New Rochelle Ethics Board Faces Transparency Crisis Amid Delayed Disclosures

NEW ROCHELLE, NY (April 30, 2025) — The City of New Rochelle’s Board of Ethics, tasked with ensuring the integrity of municipal governance, is rife with delays and incomplete financial disclosure filings from city council members raising questions about transparency and accountability. The board, composed of William V. Slade, Yehudah L. Buchweitz, and City Marshal Wilbert Ortiz, oversees annual financial disclosure statements required from certain municipal officers, employees, and elected officials which were due this year on February 28, 2025. These filings are critical to maintaining public trust, as they reveal potential conflicts of interest that could impact officials’ duties.
I believe incoming Council members should file disclosure forms immediately upon taking office, or at the latest, by February 28 of their first year. Yet, current rules allow members elected in 2023 to delay filing until February 28, 2025. A majority failed to meet even that deadline, with forms only provided to me on April 28, 2025, after a Board of Ethics meeting—16 months after they assumed office.

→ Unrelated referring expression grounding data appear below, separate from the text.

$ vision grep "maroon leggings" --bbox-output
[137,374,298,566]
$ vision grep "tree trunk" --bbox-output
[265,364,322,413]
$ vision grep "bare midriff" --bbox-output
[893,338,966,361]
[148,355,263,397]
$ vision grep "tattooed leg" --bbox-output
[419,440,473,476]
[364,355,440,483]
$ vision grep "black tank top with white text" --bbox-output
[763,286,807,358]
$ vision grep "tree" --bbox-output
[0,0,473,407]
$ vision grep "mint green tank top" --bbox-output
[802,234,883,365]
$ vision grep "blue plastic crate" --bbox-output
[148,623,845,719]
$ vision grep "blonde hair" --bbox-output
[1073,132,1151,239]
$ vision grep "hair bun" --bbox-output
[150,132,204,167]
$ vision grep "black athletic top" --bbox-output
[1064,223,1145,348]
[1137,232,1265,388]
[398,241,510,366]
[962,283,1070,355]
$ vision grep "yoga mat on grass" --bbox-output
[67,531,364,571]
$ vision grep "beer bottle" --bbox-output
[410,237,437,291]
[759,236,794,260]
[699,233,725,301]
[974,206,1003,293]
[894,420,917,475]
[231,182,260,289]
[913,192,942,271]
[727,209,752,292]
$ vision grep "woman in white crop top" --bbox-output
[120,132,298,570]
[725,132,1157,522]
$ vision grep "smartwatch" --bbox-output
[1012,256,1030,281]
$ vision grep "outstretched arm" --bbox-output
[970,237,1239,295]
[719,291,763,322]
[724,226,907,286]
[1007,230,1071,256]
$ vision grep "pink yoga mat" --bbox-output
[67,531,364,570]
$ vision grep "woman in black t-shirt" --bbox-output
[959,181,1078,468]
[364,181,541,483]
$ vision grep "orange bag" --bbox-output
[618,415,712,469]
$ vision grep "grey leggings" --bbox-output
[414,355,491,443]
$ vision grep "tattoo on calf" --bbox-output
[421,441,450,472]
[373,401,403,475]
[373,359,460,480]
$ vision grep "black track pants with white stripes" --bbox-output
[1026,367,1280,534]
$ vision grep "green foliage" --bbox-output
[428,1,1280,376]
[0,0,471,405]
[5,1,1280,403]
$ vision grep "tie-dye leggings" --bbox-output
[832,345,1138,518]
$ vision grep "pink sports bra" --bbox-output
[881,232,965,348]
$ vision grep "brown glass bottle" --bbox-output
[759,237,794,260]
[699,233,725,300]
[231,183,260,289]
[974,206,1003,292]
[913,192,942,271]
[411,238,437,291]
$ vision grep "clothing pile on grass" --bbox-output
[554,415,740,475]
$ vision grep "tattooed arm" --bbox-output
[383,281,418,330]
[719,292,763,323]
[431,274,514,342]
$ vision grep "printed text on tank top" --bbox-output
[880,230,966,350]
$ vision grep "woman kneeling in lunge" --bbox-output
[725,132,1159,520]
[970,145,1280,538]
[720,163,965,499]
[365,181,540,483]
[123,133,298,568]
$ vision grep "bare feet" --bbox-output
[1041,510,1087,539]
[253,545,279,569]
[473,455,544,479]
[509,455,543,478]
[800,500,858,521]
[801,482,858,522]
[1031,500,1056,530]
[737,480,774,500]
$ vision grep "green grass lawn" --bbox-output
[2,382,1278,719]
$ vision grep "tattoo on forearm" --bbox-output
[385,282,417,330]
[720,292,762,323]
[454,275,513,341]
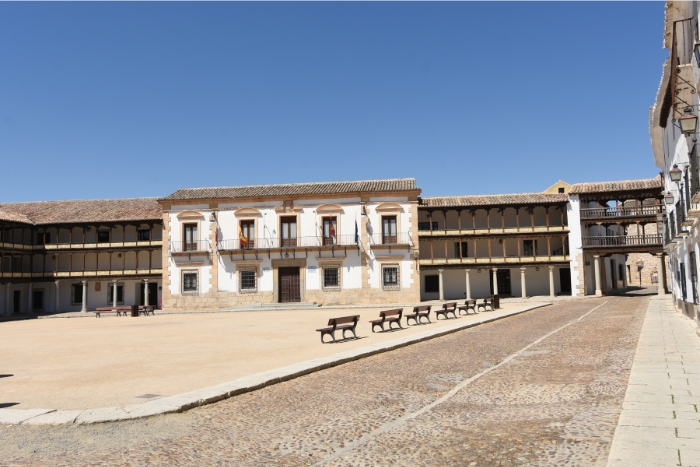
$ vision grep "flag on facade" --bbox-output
[354,221,359,244]
[239,225,247,248]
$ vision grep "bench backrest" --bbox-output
[443,302,457,310]
[328,315,360,326]
[380,308,402,318]
[465,299,476,305]
[413,305,431,312]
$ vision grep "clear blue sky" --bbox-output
[0,2,667,202]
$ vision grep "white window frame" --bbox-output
[182,269,199,295]
[239,267,258,293]
[321,263,341,291]
[382,264,401,291]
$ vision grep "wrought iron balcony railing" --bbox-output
[368,232,414,246]
[217,234,359,251]
[169,240,210,253]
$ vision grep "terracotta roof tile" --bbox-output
[569,176,663,194]
[420,193,568,208]
[161,178,419,201]
[0,198,162,225]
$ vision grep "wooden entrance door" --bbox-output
[279,267,301,303]
[489,269,511,295]
[140,282,159,306]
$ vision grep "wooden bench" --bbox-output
[457,299,477,315]
[405,305,431,325]
[477,297,494,312]
[370,308,403,332]
[435,302,458,320]
[94,306,131,318]
[316,315,360,343]
[140,305,156,316]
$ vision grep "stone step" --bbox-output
[221,302,321,312]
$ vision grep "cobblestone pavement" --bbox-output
[1,296,647,467]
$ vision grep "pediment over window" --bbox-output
[177,211,205,219]
[316,204,344,214]
[274,201,303,213]
[375,203,404,213]
[234,208,262,217]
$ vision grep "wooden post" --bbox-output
[488,238,492,259]
[429,211,434,232]
[518,237,522,257]
[444,239,448,260]
[547,237,551,258]
[502,238,506,257]
[473,238,477,259]
[487,209,491,232]
[546,207,550,230]
[501,209,505,229]
[471,210,476,230]
[457,209,462,232]
[516,207,520,231]
[430,239,434,260]
[530,208,535,228]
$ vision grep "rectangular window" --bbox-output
[240,268,257,292]
[322,265,340,290]
[32,289,44,311]
[71,283,84,306]
[382,216,397,244]
[182,271,198,294]
[418,221,439,231]
[183,224,198,251]
[107,283,124,305]
[97,230,110,243]
[523,240,537,256]
[280,217,297,247]
[425,275,439,293]
[36,232,50,245]
[454,241,468,258]
[322,217,337,245]
[382,265,400,290]
[239,220,255,248]
[137,229,150,241]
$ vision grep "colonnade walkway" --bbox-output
[607,296,700,467]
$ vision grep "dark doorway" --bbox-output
[559,268,572,294]
[32,289,44,312]
[489,269,511,295]
[279,267,301,303]
[13,290,20,314]
[140,282,158,307]
[610,260,617,289]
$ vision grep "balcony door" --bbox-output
[382,216,397,244]
[183,224,198,251]
[322,217,337,245]
[240,220,254,248]
[280,217,297,247]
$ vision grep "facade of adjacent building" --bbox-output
[157,179,421,309]
[650,1,700,326]
[0,198,163,316]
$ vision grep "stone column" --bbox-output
[4,282,10,316]
[548,266,555,297]
[112,279,118,307]
[492,268,499,295]
[593,255,602,297]
[438,268,444,301]
[55,280,60,313]
[520,267,527,298]
[27,283,33,314]
[144,279,149,307]
[657,253,666,295]
[81,280,88,313]
[465,269,471,300]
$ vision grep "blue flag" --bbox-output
[355,220,359,244]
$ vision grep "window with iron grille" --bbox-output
[138,229,150,241]
[240,268,257,292]
[322,265,340,290]
[382,265,400,291]
[71,283,84,305]
[182,271,198,294]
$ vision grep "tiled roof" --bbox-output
[0,198,162,225]
[161,178,419,201]
[569,177,663,194]
[420,193,569,208]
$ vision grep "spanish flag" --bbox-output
[239,225,247,247]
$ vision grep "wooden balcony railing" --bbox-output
[581,235,662,247]
[579,205,662,219]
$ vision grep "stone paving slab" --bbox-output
[0,302,548,426]
[22,410,82,425]
[607,296,700,467]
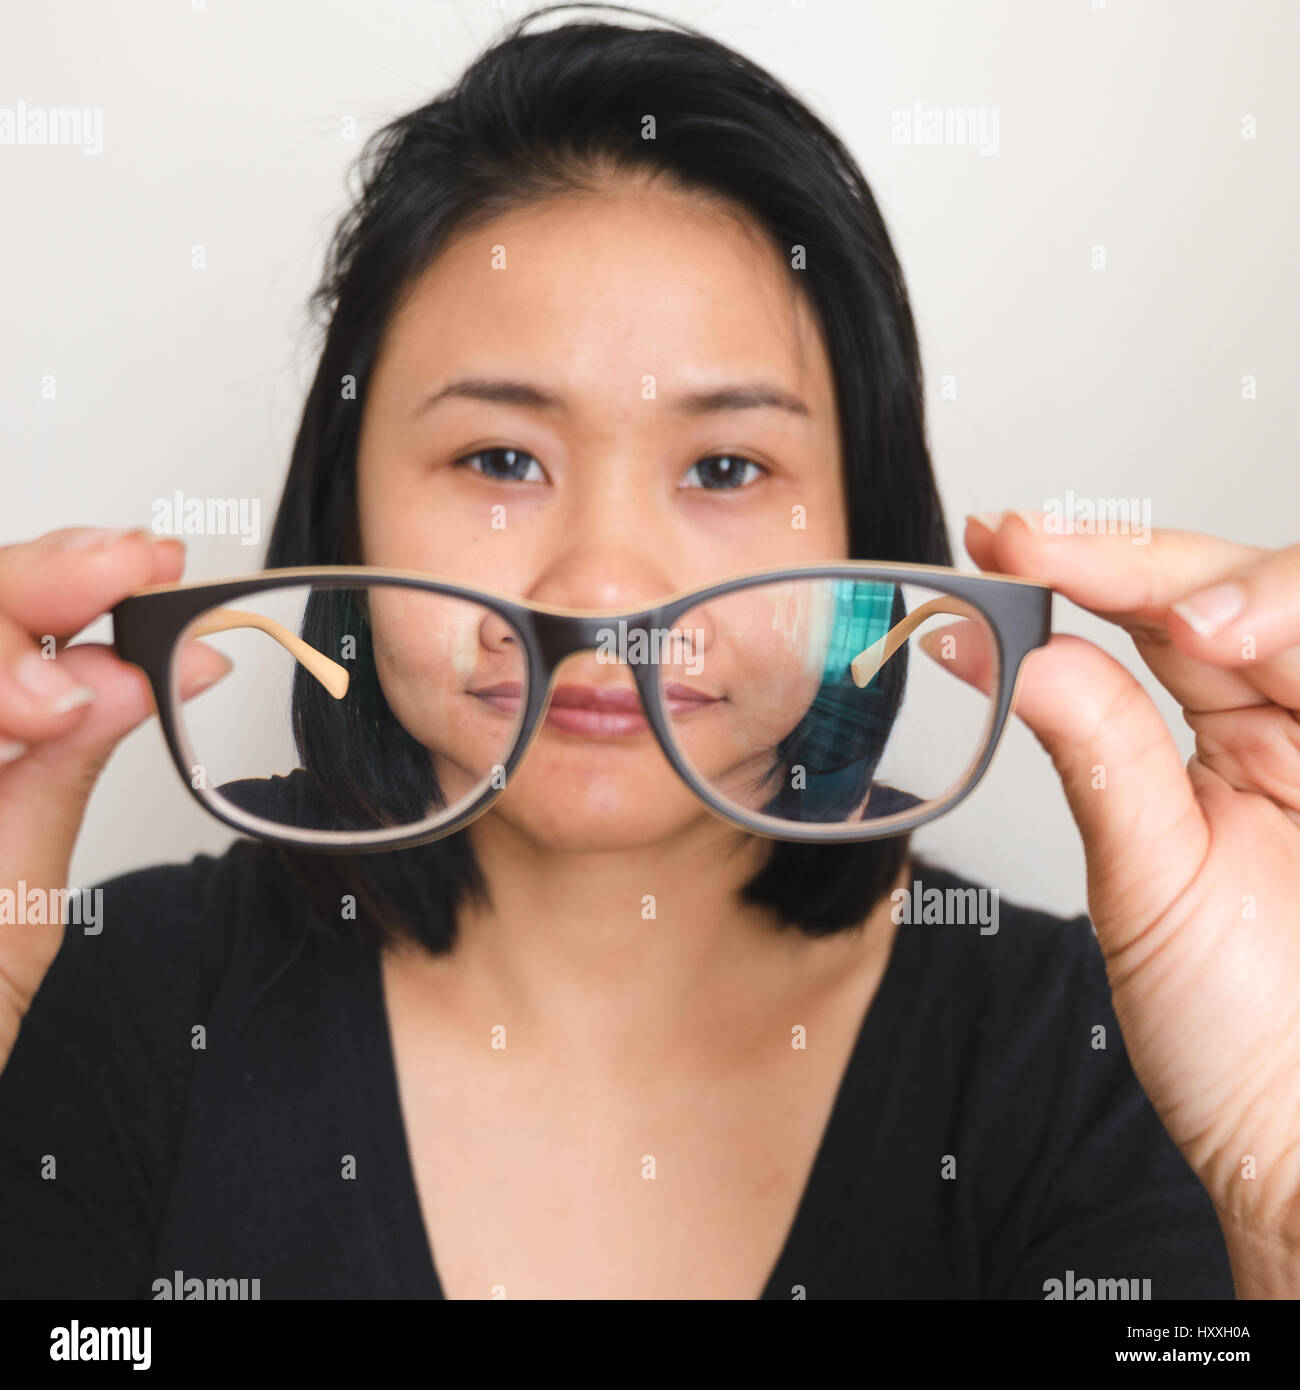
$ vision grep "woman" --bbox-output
[0,6,1296,1300]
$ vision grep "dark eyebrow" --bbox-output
[412,378,810,420]
[413,378,564,417]
[671,384,810,417]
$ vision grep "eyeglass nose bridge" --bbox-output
[524,608,669,672]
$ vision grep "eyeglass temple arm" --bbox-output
[188,609,350,700]
[849,595,982,688]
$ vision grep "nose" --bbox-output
[478,609,520,658]
[475,558,661,671]
[479,467,726,672]
[525,540,674,618]
[520,555,726,678]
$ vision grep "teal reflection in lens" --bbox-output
[820,580,895,685]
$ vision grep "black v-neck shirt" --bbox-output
[0,842,1234,1299]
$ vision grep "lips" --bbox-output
[468,680,721,736]
[660,681,721,717]
[546,684,649,736]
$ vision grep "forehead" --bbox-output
[371,184,836,412]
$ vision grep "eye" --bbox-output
[455,447,547,483]
[680,454,766,491]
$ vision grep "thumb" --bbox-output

This delay, compounded by a drawn-out Freedom of Information Law process, is unacceptable. Residents should not rely on journalists, however wonderful, to obtain and publish these records, which are critical for monitoring potential conflicts of interest. New Rochelle’s failure to post disclosure forms on its website, unlike municipalities committed to ethical governance, obscures public oversight.